L’épidémie de choléra, qui a touché 1 644 personnes et fait 45 décès, a été largement contenue.
Les défis demeurent, notamment la nécessité d’intensifier les moyens de répondre rapidement aux besoins sans cesse croissants, en particulier dans les sites de Bentiu ou de Malakal, où les gens continuent d’arriver chaque jour par centaines.
Pour aider à relever les défis humanitaires, la communauté internationale devrait aborder les quatre domaines prioritaires suivants: la cessation crédible des hostilités suivi d’un accord de paix durable; la multiplication des appels aux parties au conflit pour qu’elles protègent les civils et le renforcement de la lutte contre l’impunité; l’appel à toute personne ayant une influence sur les parties à faire en sorte que la réponse humanitaire ne soit pas entravée; enfin, la mise à disposition d’un financement adéquat pour les opérations humaines, sachant que seulement la moitié des besoins du Plan d’intervention humanitaire de 2015 a jusqu’ici été assurée.
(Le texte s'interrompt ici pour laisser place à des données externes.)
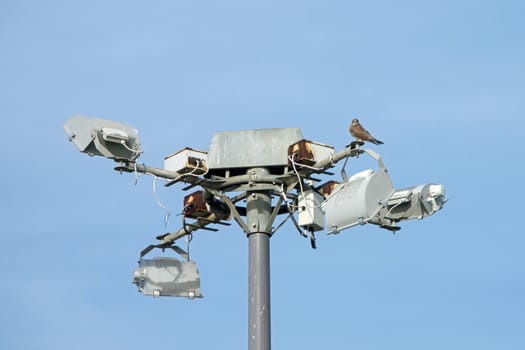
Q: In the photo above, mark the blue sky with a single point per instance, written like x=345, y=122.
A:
x=441, y=83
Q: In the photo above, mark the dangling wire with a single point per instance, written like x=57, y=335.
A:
x=189, y=238
x=159, y=203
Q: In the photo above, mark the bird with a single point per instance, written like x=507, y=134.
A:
x=361, y=134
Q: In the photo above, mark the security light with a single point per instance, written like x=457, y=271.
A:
x=164, y=276
x=106, y=138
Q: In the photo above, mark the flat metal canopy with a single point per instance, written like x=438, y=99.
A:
x=252, y=148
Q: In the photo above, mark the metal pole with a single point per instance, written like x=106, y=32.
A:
x=258, y=214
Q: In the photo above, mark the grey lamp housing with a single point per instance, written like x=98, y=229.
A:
x=106, y=138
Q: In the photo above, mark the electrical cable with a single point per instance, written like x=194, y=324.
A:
x=159, y=203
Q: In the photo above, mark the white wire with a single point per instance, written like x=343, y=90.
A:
x=159, y=203
x=137, y=153
x=301, y=182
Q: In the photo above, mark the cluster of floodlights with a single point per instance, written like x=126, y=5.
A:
x=279, y=161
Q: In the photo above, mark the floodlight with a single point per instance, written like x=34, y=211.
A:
x=369, y=197
x=414, y=203
x=358, y=200
x=106, y=138
x=163, y=276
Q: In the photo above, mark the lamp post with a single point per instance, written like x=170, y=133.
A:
x=258, y=165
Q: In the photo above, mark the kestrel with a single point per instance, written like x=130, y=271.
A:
x=361, y=134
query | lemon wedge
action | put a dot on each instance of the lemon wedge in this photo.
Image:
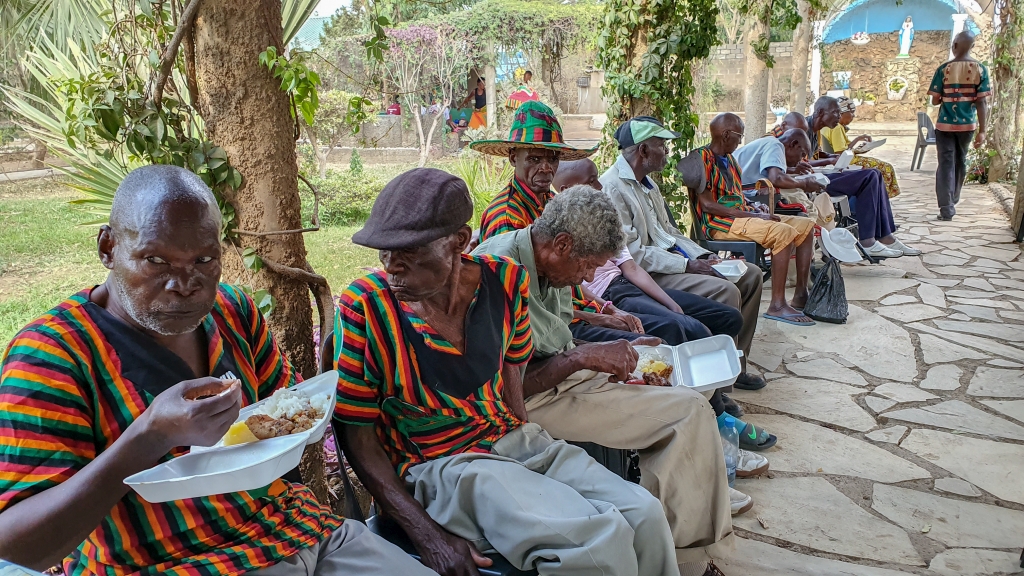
(239, 434)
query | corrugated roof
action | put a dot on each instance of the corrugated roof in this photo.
(308, 36)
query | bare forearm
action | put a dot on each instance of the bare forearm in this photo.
(591, 296)
(543, 375)
(512, 392)
(374, 468)
(40, 531)
(780, 179)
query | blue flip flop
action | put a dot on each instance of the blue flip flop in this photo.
(787, 319)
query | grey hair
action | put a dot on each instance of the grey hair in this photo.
(588, 216)
(824, 101)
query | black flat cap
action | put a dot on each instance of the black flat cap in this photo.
(416, 208)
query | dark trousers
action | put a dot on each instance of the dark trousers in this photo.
(875, 214)
(702, 318)
(951, 149)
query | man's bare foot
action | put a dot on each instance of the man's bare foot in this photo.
(800, 300)
(787, 314)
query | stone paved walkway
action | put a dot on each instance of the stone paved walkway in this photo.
(901, 433)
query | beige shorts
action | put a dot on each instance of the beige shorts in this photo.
(771, 235)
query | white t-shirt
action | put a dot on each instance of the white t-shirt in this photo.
(608, 272)
(758, 157)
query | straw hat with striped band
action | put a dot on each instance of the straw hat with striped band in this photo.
(535, 125)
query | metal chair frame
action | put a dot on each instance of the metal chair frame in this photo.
(926, 137)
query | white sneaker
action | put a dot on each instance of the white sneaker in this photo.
(751, 464)
(739, 502)
(907, 251)
(880, 250)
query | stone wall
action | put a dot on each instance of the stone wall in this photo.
(728, 66)
(873, 64)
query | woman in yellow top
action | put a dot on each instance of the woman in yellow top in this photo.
(838, 139)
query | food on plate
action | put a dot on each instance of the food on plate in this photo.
(213, 388)
(239, 434)
(284, 413)
(654, 371)
(263, 426)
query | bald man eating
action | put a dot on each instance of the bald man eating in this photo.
(725, 214)
(99, 388)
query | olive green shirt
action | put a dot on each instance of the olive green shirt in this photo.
(550, 307)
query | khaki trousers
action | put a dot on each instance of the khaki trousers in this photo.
(350, 549)
(773, 236)
(548, 505)
(675, 430)
(744, 295)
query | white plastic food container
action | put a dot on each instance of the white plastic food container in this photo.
(701, 365)
(731, 270)
(220, 469)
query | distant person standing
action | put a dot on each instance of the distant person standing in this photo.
(479, 98)
(958, 88)
(394, 109)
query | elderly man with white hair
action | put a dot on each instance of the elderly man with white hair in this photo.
(579, 393)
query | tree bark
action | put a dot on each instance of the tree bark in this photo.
(756, 95)
(1017, 221)
(248, 115)
(801, 52)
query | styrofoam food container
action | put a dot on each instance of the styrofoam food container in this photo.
(701, 365)
(323, 383)
(731, 270)
(221, 470)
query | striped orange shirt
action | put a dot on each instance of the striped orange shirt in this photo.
(71, 383)
(380, 379)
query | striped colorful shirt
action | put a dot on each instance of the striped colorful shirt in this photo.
(961, 84)
(514, 208)
(381, 381)
(71, 383)
(725, 183)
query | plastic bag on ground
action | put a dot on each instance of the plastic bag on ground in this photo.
(827, 298)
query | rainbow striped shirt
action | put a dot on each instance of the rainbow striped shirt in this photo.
(514, 208)
(725, 183)
(380, 382)
(71, 383)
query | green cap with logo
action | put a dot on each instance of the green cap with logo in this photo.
(640, 128)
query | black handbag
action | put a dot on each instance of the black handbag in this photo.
(826, 301)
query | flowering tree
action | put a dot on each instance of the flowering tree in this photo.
(426, 58)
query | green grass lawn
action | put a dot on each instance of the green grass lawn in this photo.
(45, 255)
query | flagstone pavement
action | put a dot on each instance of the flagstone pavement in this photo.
(901, 433)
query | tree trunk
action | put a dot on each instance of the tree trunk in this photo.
(801, 51)
(1017, 220)
(317, 153)
(248, 115)
(756, 95)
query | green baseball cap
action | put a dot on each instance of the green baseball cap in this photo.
(640, 128)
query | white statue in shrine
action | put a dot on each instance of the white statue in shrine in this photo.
(905, 38)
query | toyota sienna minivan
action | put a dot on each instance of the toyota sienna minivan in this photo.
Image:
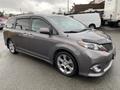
(62, 41)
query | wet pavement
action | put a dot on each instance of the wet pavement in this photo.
(23, 72)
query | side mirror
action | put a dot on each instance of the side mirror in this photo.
(46, 31)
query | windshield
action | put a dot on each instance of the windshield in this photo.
(67, 24)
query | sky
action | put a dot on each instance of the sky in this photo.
(37, 6)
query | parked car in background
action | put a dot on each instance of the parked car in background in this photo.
(91, 20)
(2, 22)
(62, 41)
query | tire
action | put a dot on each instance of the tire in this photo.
(11, 47)
(92, 26)
(66, 64)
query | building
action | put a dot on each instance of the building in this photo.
(93, 6)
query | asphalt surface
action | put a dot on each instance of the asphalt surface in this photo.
(23, 72)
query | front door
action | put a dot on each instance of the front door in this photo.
(40, 43)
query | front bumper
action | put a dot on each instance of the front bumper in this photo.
(90, 58)
(101, 73)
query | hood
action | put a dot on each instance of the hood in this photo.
(91, 36)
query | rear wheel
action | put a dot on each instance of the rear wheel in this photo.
(11, 47)
(66, 64)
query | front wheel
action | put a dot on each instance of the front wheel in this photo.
(11, 47)
(66, 64)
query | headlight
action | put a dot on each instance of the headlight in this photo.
(92, 46)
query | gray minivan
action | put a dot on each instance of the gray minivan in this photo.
(62, 41)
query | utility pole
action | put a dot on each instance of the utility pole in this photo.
(68, 6)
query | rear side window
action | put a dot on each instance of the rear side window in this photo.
(10, 23)
(39, 23)
(23, 24)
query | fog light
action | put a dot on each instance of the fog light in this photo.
(96, 68)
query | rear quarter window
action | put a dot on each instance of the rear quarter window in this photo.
(10, 23)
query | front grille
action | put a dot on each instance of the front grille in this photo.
(108, 46)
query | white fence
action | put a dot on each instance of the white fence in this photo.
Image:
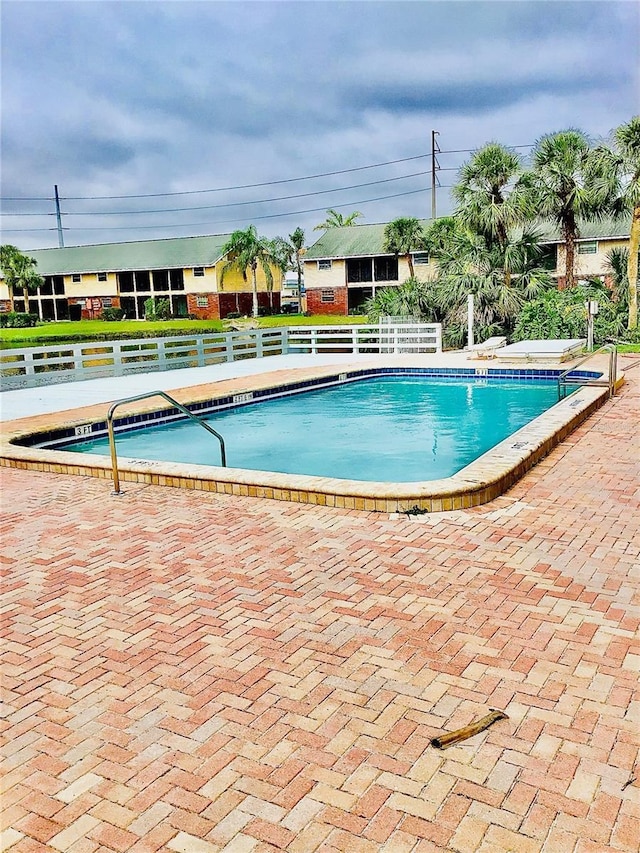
(383, 338)
(28, 368)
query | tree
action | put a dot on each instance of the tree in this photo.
(248, 251)
(337, 220)
(622, 165)
(501, 279)
(413, 298)
(297, 242)
(19, 271)
(403, 236)
(565, 187)
(493, 193)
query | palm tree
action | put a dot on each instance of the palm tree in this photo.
(501, 279)
(337, 220)
(248, 251)
(565, 187)
(19, 271)
(622, 165)
(617, 267)
(493, 193)
(403, 236)
(297, 242)
(413, 298)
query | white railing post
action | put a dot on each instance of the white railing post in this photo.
(29, 369)
(118, 366)
(228, 346)
(162, 354)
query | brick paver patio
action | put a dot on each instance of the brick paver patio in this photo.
(196, 672)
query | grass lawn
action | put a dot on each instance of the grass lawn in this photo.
(99, 330)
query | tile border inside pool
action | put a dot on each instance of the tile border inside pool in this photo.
(479, 482)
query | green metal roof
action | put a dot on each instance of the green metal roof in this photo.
(362, 240)
(602, 230)
(173, 253)
(350, 241)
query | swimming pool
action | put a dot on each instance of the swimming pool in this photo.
(33, 443)
(394, 428)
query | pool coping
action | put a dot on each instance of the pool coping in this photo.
(479, 482)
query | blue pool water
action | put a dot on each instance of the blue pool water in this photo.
(391, 428)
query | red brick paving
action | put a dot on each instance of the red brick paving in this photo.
(191, 672)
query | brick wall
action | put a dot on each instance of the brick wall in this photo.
(315, 305)
(210, 312)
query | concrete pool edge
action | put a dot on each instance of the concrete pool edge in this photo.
(479, 482)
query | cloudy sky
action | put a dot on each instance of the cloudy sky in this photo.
(159, 119)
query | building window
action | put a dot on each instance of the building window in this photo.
(359, 269)
(385, 269)
(548, 259)
(176, 280)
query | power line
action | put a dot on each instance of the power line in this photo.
(230, 221)
(228, 204)
(260, 184)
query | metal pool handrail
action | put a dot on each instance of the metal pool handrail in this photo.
(183, 409)
(613, 370)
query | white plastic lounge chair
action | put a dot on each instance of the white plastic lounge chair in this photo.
(488, 348)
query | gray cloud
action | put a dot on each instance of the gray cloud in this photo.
(143, 97)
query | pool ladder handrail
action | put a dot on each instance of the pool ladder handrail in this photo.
(179, 406)
(610, 382)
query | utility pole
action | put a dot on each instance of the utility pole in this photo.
(59, 220)
(434, 166)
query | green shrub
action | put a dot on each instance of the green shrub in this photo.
(157, 309)
(562, 314)
(112, 315)
(18, 320)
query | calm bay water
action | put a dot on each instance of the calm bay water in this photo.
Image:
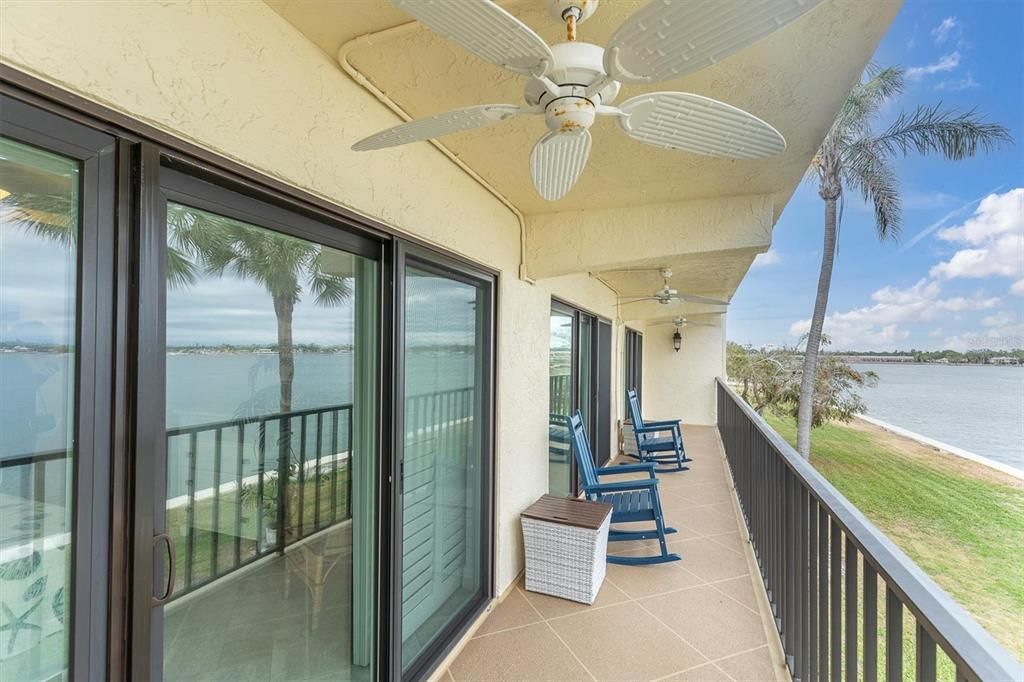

Cette déclaration a été suivie par celle du Président du Comité créé en vertu de la résolution 2206 (2015) sur l’interdiction de voyager et le gel des avoirs imposés à tout responsable ou complice d’activités ou de politiques faisant peser une menace sur la paix, la sécurité ou la stabilité au Soudan du Sud. M. CRISTIAN BARROS a indiqué que le Groupe d’experts chargé d’aider son Comité à remplir son mandat a présenté un rapport intérimaire recommandant que, pour réaliser les objectifs de la résolution 2206 et changer le calcul des parties au conflit, la liste des personnes tombant sous le coup des sanctions s’élargisse à celles qui ont la faculté de perpétuer le conflit ou d’y mettre fin, qui en profitent économiquement et politiquement et qui sont responsables de crimes graves en vertu du droit international et des droits de l’homme.
Le Groupe d’experts recommande aussi que le Conseil de sécurité impose un embargo total et général sur les armes au Soudan du Sud. Le Conseil devrait également exhorter l’Union africaine à rendre public le rapport de sa Commission d’enquête, sans plus de délai et quel que soit l’issue du processus de l’Autorité intergouvernementale pour le développement (IGAD). Il s’agirait là de connaître ceux qui commettent des violations. Le Coordonnateur du Groupe d’experts a prévenu que ce qui s’est passé le 17 août n’est que la dernière de la dizaine de fois, depuis le début de 2014, où l’une ou l’autre partie ne s’est pas tenue au délai fixé, au niveau international, pour la fin du conflit. Si toutes les parties signaient un accord, la question primordiale ne serait pas seulement celle de sa mise en œuvre et de la fin de la violence, mais aussi celle de la promotion de la réconciliation nationale et d’un règlement politique inclusif et durable, y compris l’établissement des responsabilités pour les crimes graves commis pendant la guerre. Le Coordonnateur du Groupe d’experts a aussi prévenu que le rôle des sanctions, envisagé par la résolution 2206, serait tout aussi essentiel pendant cette période voire plus.
Le Président du Comité des sanctions a avoué qu’au sein de son organe, plusieurs délégations ont rejeté la recommandation concernant le rapport de la Commission d’enquête de l’Union africaine. Une délégation a demandé d’étudier plus avant l’idée d’un embargo sur les armes, rejetant en outre l’option d’une
justice de transition au Soudan du Sud. Le Comité a pris note de la seule recommandation qui lui était adressée à savoir l’inscription d’autres noms sur la liste des personnes tombant sur le coup des sanctions. Le 1er juillet, il a ainsi inclus six individus qui sont désormais interdits de voyager et ont leurs avoirs gelés. Le Président du Comité a conclu en annonçant son intention de se rendre au Soudan du Sud dès le mois de novembre.